Some students involved have done the workshops with both Howes and Florido.
Rock Island freshman Fedora Noya, who’s played violin since 6th grade, enjoyed doing the February 2020 workshop and concert with Jesus Florido, which she called “amazing” and “overwhelming.” She’s looking forward to working with Silverman, doing more “fast-paced music” with strum bowing.
The orchestra has been rehearsing for the concert since December.
“It definitely gives you exposure to other genres of music,” said senior Jordan Murray, who plays viola and upright bass. “It’s all the same basis of bowing.”
He’s looking forward to learning new music, and strum bowing on the bass, which is new to him. “It’s really cool to get into a different environment, playing with kids from other schools and seeing how they play.”
Silverman designed his six-string electric violin itself, which can sound the ranges of lower viola and cello, creating a mini-orchestra in one instrument, Manweiler said. Traditional violins have four strings.
“It’s all about teaching string players how to sound authentic playing contemporary music,” Silverman said. The concert will include blues, funk, Latin and some of his original pieces.
“I’m showing them how to approach this in a non-classical way,” he said. “It’s unusual for string players to get the training in non-classical, so that’s what I’m here for.”
Loving the energy
Silverman really treasures the students’ energy and open minds.
“It’s a willingness to try stuff, and for a lot of kids, they appreciate that somebody is taking the time – it’s not just me, it’s their teachers, that they’re taking the time to teach the music they’re interested in.”
“When people become professionals and have played for 20, 30 years, they have a very set way of doing things and it’s much harder to get more experienced string players to change their habits,” he said. “But with kids, it’s a little bit easier. They are also much more familiar with popular music.”
“I think it’s really important that string players can do more than just the classical repertoire – which is wonderful, don’t get me wrong,” Silverman said of stalwarts like Bach and Beethoven. “It’s important, if you want to be employable as a string player, to do different things.”
Players often work freelance, playing weddings and other events where they have to perform non-classical, he noted.
Silverman gets inspired himself working with students and sometimes learns from them, helping to tweak his training.
“It’s a wonderful exchange,” he said. “I learn things that I take for granted and they know. I need to define what I’m teaching them clearly. Not everyone has the same background about the music.”
Teaching arts is ‘critical’
Silverman said that teaching music (and all the arts) is “critical” for kids today.

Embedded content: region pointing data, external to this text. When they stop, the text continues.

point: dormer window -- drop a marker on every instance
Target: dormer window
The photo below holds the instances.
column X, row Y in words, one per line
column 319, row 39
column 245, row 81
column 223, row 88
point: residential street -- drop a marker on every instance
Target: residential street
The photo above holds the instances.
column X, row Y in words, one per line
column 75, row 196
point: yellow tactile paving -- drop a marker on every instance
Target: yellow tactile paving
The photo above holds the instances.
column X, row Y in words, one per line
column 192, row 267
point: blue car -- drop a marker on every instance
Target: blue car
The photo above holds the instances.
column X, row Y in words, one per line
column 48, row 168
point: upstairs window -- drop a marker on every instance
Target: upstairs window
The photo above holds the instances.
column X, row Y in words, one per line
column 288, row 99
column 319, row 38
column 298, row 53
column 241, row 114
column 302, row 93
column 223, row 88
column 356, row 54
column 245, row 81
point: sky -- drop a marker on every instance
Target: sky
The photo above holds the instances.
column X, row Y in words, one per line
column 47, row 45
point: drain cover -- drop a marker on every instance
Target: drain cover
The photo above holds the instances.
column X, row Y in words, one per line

“Because it’s all about storytelling — when kids leave school with an understanding of how to not just tell their own story, but how to understand other stories and appreciate that,” he said. “What happens is the arts doesn’t happen in STEM subjects, which are also very important.”
“Math and science doesn’t teach you empathy; it doesn’t teach how to walk in someone else’s shoes, or live somebody else’s experience,” Silverman said. “We’re really discovering in this world, how critical that element is. The world that we live in, how important it is to understand other people’s experience, not just tunnel vision to our version of the world.
“That’s what the arts show us — whether you’re looking at the world through Picasso’s eyes or hearing it through Tchaikovsky’s ears — we’re learning to live through somebody else’s experiences,” he said.
Music also teaches teamwork and collaboration, as sports does.
“If anyone participated in a high school musical or an orchestra, that’s exactly the same kind of teamwork and camaraderie,” Silverman said. “To not be selfish, to be a team player — all those things exist in the arts, as much as they do in sports.”
“Everyone has a voice and that voice is valid, no matter where you are, you have a voice that’s worth sharing,” Manweiler said. A teacher like Silverman helps students find and improve that voice, to “tell better stories,” he said. “It’s an inspiration and the fire that encourages people.”